Following directly on from Pressure School Part 1, where we discussed the benefits of in-cylinder pressure analysis with an engine cranking, we now move on to in-cylinder analysis with an engine running.
Once again, paramount in any in-cylinder pressure analysis is the disconnection of the relevant fuel injector to prevent bore wash, oil contamination, and catalyst damage (or in the case of a diesel engine combustion taking place, resulting in: potential injury, damage to the compression hose, and damage to the transducer).
With fuel removed from the cylinder in question, we are left with a simple air pump system where the air is drawn in via the intake, compressed, decompressed and then released via the exhaust (this is the four-stroke cycle). Each stage of the four-stroke cycle reveals characteristics about the efficiency of the cylinder and the timings of each stroke relevant to the degrees of crankshaft rotation.
Such revelations allow for dynamic in-depth analysis of the four-stroke cycle for each cylinder, enabling technicians to pinpoint specific errors, such as timing chain elongation, worn camshaft lobes, poor alignment (or installation) of camshafts, broken and insecure rockers, compressed hydraulic lifters, or camshaft lobes that have spun independently of the camshaft. All of these conditions will adjust the independent valve timing of each cylinder.
I have personally utilised this in-cylinder measurement technique on numerous occasions, to bring about a rapid conclusion to the most challenging of engine running issues.
I would now like to take a look at a known good cylinder waveform from a petrol engine, running at idle speed. Like all diagnostic techniques, we need to know what the waveform from a good cylinder looks like before we begin to formulate theories about the capture we have taken from the engine under diagnosis.
The waveforms below have additional features in comparison to the in-cylinder pressure waveform from a cranking engine. We can now detect and measure the intake and exhaust events based on the formation of the expansion and intake pockets. As a general rule of thumb, the expansion and intake pockets should be equal in depth, and measure the typical negative pressure found in the intake manifold at idle speed (approximately –650 to –750 mbar).
In addition to the depth of the expansion pockets, their duration relates directly to the opening and closing of both the exhaust and intake valves. This time can be measured against crankshaft rotation by using the rotation rulers found in the PicoScope software. Do not forget that compression towers should be symmetrical and uniform in structure, with an equal build and decay in pressure (remember there is no combustion taking place inside the cylinder).
Figure 1 - Good example of the in-cylinder waveform revealing the four stroke cycle at idle (Petrol)
Figure 2 - Expected results when evaluating valve timing and duration (Petrol running compression)

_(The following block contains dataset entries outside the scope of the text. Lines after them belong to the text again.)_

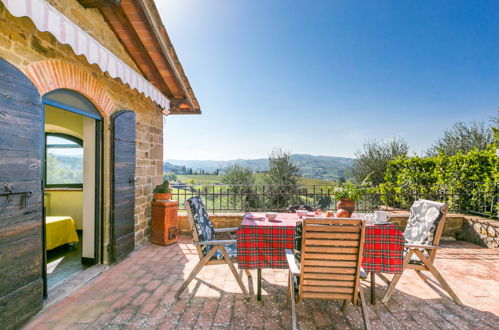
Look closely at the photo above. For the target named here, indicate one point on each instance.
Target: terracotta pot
(162, 196)
(342, 213)
(346, 204)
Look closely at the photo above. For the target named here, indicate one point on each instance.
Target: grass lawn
(210, 179)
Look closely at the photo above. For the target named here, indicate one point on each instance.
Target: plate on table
(254, 217)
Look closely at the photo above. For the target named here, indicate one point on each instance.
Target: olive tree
(282, 179)
(371, 162)
(463, 137)
(241, 181)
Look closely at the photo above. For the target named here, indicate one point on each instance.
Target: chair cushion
(202, 222)
(423, 222)
(231, 251)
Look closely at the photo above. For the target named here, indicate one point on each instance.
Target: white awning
(48, 19)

Based on the typical features of a good waveform for a four-stroke in-cylinder waveform, below we look at example captures and their associated faults:
Figure 3 - Incorrect valve timing and duration
Valve overlap activity can be monitored and measured for correct timing and duration in relation to crankshaft rotation. This is done during the transition of the piston at top dead centre (TDC) on the exhaust stroke, through to the commencement of the intake stroke. Valve timing and lift errors can be identified if the valve overlap events do not take place at the correct rotational position of the crankshaft. The waveform in Figure 3 confirms a retarded exhaust valve open event based on the oversized expansion pocket, as well as a momentarily retarded intake valve open event with minimal duration. Here we have a classic valve timing error on both camshafts, along with insufficient valve lift and duration of the intake valve.
Figure 4 - Restrictions within the exhaust system
Restrictions present in the exhaust system can be rapidly confirmed, with the presence of backpressure measured inside the cylinder, when the piston ascends during the exhaust stroke. Here we can identify diesel particulate filter (DPF) and catalyst restrictions without intrusion to the exhaust system (exhaust valve open should result in cylinder pressure equalising to atmospheric pressure). The waveform in Figure 4 indicates over 600 mbar of backpressure at idle speed. This can only increase with engine speed and will result in power loss, and as a consequence, damage to relevant components.
Figure 5 - Valve clearance error (Zero valve clearance-Intake valve)
Often, in-cylinder waveforms require close analysis where errors are not apparent. The WPS500X pressure transducer has an ultra-fast response time of 100 microseconds, and when combined with the zoom and scaling features of PicoScope, even the smallest anomalies can be revealed (as with the waveform above).
These features allow us to measure variations in individual cylinder valve timings, as a result of valve clearance errors, camshaft lobe wear, or valve lifter and rocker failure. You can see an example of this in the following case study.
To conclude, the WPS500X pressure transducer has opened up a whole new world of diagnosis, enabling the technician to visualise in-cylinder events under various engine run conditions. However, the WPS500X Pressure Transducer is not limited to just in-cylinder analysis when it comes to engine evaluation and diagnosis. We can apply the pressure transducer to the intake manifold, exhaust tailpipe, lambda sensor aperture, or crankcase via the dipstick tube, to name just a few accessible locations. I believe we are just scratching the surface of this tool’s potential, and that it has become as essential to many diagnostic procedures as a current clamp.